I am a sociologist, mathematical demographer and data scientist. For the last 10 years, I have worked on the statistical modeling of population-level processes as they are internalized by individuals. I specialize in incorporating a mixed methods approach to understand complex social phenomena, combining multiple qualitative methods with ‘big data’ and digital demography.
My research interests broadly encompass areas of stratification, health and demography. My dissertation examines the social experience of time during crucial transitions over the adult life course.
University of California Berkeley, CA
Ph.D. Sociology & Demography. Expected May 2021
Dissertation: When enough is not enough:
Well-being & the social meaning of time.
Chair: Irene Bloemraad
Co-Chair: Daniel Schneider
Osagie Kingsley Obasogie
Migration: Irene Bloemraad
Stratification: Daniel Schneider
Race & Ethnicity: Michael Omi
Sociological Theory: Neil Fligstein
Demography: Kenneth Wachter
M.A. Sociology. March 2018
M.A. Mathematical Demography. May 2015
Hot off the press
"Structure versus Agency: A Cross-National Examination of Discrimination and the Internalization of Negative Stereotypes." European Societies, 3(1)
How can we situate discrimination and the internalization of negative stereotypes in their contextual and structural determinants? To answer, I empirically examine linkages between structural inequalities, ethnic discrimination and the internalization of negative stereotypes. Data come from the UNDP, interrogating the lived experiences of Europe’s Roma population (N = 4651), utilizing a multilevel framework. I show that the relationship between stratification and stereotype internalization is more nuanced at the population level than what has been illustrated so far in controlled experimental research settings. Both structural inequality and discrimination influence the internalization of negative stereotypes.
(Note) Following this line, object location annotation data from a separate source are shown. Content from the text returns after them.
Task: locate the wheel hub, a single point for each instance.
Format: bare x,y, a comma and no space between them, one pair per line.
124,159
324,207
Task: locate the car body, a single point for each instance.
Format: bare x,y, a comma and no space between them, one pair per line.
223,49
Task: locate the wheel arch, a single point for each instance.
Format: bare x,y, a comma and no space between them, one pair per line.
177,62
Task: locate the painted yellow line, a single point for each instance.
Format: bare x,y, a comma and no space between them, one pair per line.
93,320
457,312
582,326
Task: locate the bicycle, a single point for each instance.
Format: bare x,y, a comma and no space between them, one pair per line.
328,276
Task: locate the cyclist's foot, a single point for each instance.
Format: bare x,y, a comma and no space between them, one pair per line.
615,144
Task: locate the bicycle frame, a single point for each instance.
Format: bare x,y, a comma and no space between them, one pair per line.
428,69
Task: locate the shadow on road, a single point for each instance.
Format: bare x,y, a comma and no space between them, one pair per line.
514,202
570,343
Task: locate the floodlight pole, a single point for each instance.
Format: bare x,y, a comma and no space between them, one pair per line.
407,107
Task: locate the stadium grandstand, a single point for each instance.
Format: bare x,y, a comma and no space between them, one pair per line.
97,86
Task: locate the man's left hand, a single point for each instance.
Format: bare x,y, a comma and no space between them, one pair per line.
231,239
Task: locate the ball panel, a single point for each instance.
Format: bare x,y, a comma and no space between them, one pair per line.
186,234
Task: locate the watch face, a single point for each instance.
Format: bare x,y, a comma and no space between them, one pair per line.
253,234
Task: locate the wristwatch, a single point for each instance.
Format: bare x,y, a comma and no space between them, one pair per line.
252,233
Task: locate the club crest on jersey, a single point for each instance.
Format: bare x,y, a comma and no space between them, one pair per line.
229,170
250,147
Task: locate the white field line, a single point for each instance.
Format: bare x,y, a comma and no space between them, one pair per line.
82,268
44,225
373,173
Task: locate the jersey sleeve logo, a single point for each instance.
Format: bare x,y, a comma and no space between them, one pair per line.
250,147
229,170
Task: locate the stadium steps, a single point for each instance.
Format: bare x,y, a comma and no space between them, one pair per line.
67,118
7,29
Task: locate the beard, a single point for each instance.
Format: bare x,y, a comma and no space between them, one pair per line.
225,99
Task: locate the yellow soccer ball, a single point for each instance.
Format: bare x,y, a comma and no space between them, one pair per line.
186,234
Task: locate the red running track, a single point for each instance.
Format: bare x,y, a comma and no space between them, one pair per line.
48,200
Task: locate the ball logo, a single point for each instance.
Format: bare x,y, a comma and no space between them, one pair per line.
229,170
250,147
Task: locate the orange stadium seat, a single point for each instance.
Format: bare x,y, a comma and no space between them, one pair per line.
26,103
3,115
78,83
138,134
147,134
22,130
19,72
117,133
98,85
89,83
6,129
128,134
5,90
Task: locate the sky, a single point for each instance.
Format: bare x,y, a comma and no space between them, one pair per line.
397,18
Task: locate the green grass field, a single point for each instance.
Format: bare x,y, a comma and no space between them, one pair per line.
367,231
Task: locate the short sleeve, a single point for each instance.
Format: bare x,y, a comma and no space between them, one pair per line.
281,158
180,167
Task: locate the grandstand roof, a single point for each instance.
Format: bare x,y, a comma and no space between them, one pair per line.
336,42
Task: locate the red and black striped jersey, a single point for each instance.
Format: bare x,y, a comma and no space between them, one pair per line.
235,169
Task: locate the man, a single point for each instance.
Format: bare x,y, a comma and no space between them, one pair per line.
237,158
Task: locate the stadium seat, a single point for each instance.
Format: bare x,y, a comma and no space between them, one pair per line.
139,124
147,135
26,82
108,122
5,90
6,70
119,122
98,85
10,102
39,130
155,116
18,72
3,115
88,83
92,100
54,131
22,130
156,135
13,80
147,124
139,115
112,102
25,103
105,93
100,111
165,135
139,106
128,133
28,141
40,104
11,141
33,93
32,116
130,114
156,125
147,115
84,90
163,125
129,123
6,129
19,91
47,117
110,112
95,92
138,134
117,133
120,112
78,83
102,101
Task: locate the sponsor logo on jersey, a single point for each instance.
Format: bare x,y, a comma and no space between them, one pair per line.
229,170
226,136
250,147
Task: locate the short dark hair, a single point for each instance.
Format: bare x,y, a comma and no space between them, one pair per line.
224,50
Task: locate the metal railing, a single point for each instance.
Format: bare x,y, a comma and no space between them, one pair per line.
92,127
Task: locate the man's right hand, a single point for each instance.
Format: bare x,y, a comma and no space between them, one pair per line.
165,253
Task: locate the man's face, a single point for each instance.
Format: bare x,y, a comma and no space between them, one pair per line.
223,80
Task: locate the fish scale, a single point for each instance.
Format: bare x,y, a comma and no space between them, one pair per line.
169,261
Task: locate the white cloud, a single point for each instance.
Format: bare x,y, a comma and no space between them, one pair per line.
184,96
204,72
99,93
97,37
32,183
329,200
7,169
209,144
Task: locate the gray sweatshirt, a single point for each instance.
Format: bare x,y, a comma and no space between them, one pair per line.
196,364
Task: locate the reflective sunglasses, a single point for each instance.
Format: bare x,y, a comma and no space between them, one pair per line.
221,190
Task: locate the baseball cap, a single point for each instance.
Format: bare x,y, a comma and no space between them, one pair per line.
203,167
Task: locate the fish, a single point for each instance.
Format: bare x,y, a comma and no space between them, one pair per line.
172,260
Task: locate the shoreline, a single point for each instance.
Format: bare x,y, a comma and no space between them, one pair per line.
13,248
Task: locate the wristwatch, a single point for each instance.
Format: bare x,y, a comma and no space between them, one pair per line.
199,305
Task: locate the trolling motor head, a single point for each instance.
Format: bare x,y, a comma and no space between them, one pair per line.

Ethnic discrimination and the internalization of negative stereotypes closely parallel each other. The above phenomena are distinctly influenced by factors such as gender, group educational attainment levels, group-level gendered income distributions and country-level political and economic contexts. My results show that in highly unequal environments, factors that we often think of as protective – such as higher education – may carry unintended consequences when it comes to the internalization of negative stereotypes. My analysis serves as an important first step in tracing the contours of the simultaneous effects of individual and structural discrimination on the internalization of negative stereotypes.